When the air quality is unhealthy, people should remain indoors as much as possible and limit themselves to 30 minutes of light outdoor activity.

Air quality in Butte, Havre, Helena and Missoula was unhealthy for sensitive groups, which includes children, pregnant women, older adults and people with chronic disease, such as asthma or cardiovascular disease.

A Montana firefighter was hospitalized in serious condition at the University of Utah Burn Center in Salt Lake City for burns he suffered when strong winds shifted suddenly on a fire in south-central Montana.

Dan Steffensen was injured fighting a fire in the Harris Hill area near Joliet, which has torched 4 square miles (10.5 square kilometers) of land.

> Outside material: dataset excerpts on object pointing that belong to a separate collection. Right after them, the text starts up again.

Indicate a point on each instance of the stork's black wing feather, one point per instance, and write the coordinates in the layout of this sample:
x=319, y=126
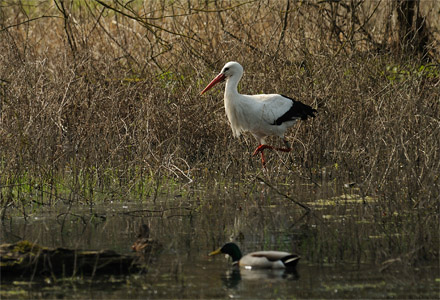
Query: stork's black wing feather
x=298, y=110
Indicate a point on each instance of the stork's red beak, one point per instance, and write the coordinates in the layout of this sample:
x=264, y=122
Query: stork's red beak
x=219, y=78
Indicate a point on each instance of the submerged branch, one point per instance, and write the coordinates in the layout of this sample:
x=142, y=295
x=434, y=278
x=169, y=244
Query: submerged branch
x=308, y=209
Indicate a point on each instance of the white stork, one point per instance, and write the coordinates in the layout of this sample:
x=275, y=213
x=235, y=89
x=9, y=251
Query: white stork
x=262, y=115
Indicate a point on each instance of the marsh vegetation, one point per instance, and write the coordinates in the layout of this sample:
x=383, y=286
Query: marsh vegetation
x=100, y=105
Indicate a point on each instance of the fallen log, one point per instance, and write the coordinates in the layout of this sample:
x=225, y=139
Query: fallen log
x=25, y=258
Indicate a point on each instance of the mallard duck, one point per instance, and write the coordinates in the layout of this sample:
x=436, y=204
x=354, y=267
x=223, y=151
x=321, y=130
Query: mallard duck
x=144, y=244
x=260, y=259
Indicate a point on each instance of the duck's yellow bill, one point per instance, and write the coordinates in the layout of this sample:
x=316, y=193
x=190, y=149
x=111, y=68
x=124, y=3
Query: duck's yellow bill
x=215, y=252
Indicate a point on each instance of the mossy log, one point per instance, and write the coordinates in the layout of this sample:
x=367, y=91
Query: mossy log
x=28, y=259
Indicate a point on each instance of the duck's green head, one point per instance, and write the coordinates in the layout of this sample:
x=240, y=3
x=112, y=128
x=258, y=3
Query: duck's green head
x=231, y=249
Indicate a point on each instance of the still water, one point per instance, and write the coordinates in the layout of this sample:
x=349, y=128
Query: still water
x=184, y=270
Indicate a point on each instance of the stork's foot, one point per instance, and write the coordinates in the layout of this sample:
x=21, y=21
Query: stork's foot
x=261, y=148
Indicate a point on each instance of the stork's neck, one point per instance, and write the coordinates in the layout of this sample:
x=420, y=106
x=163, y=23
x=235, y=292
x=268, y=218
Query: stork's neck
x=231, y=90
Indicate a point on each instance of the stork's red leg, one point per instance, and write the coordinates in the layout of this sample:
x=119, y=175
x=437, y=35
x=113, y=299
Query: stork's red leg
x=261, y=148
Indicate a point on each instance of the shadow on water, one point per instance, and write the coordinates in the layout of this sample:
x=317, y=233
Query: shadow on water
x=188, y=231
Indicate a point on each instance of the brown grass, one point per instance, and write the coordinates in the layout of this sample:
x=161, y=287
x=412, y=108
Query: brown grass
x=97, y=103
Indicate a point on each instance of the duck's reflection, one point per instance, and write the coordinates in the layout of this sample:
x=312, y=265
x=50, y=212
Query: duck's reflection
x=234, y=275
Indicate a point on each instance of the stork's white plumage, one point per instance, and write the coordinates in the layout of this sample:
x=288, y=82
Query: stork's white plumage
x=262, y=115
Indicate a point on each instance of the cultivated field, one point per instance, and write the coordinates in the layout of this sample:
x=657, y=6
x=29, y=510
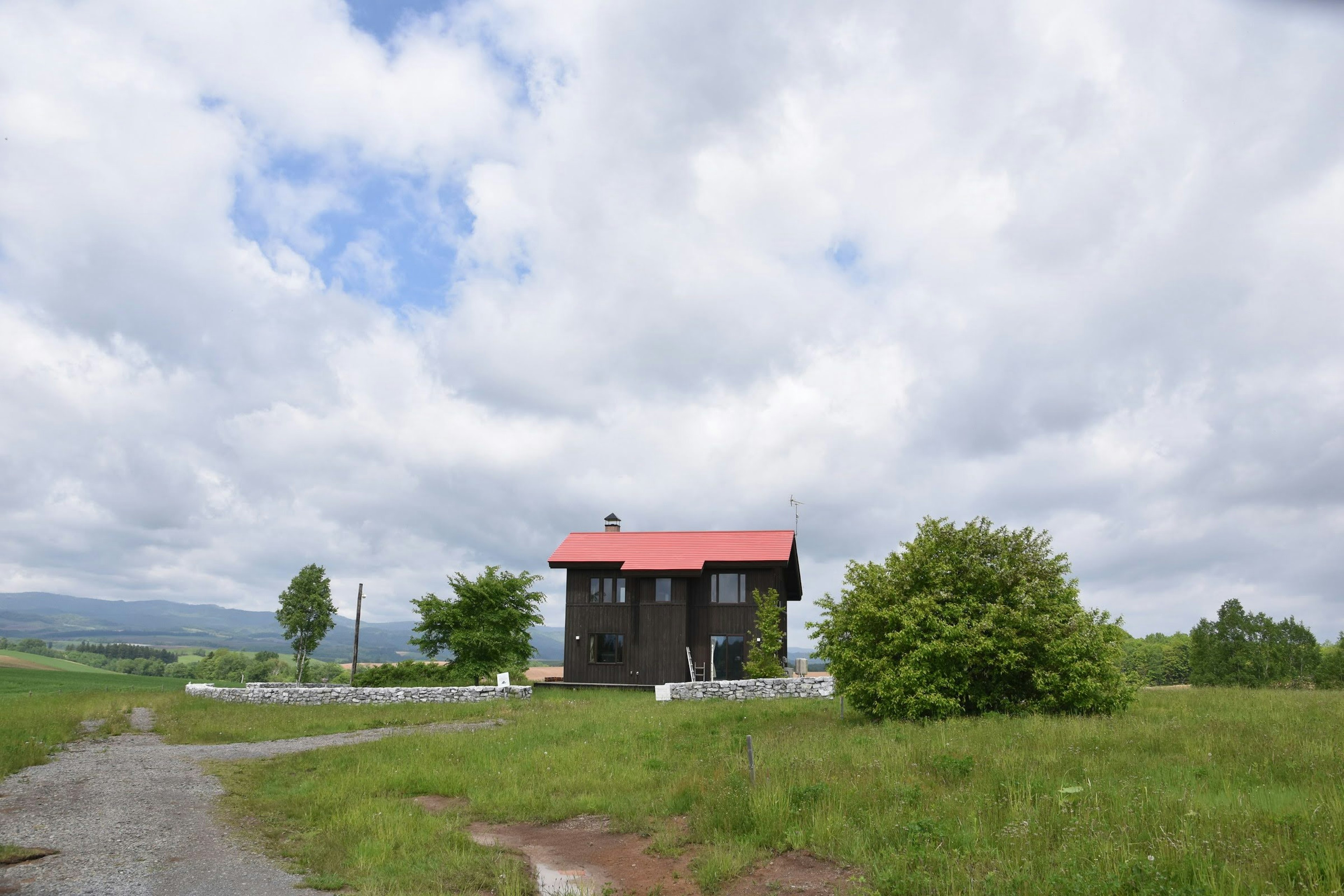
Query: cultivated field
x=1194, y=790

Steffensen was on a two-person engine crew when the winds shifted and he was overrun by the fast-moving fire, Red Lodge Fire Rescue said.

A Montana Highway Patrol trooper who helped rescue the crew of a downed firefighting helicopter last month was to be given Monday the Award of Valor, the patrol's highest award.

Trooper Amanda Villa was setting up a roadblock for a fire on June 15 when she saw a Department of Natural Resources and Conservation helicopter make a hard landing near U.S. Highway 12 east of Townsend due to strong winds. Villa and a Broadwater County sheriff’s deputy responded to help.

A passenger who was able to get out of the helicopter told Villa that four more people were inside. She and the deputy helped the remaining passengers to safety as the helicopter and nearby grass burned.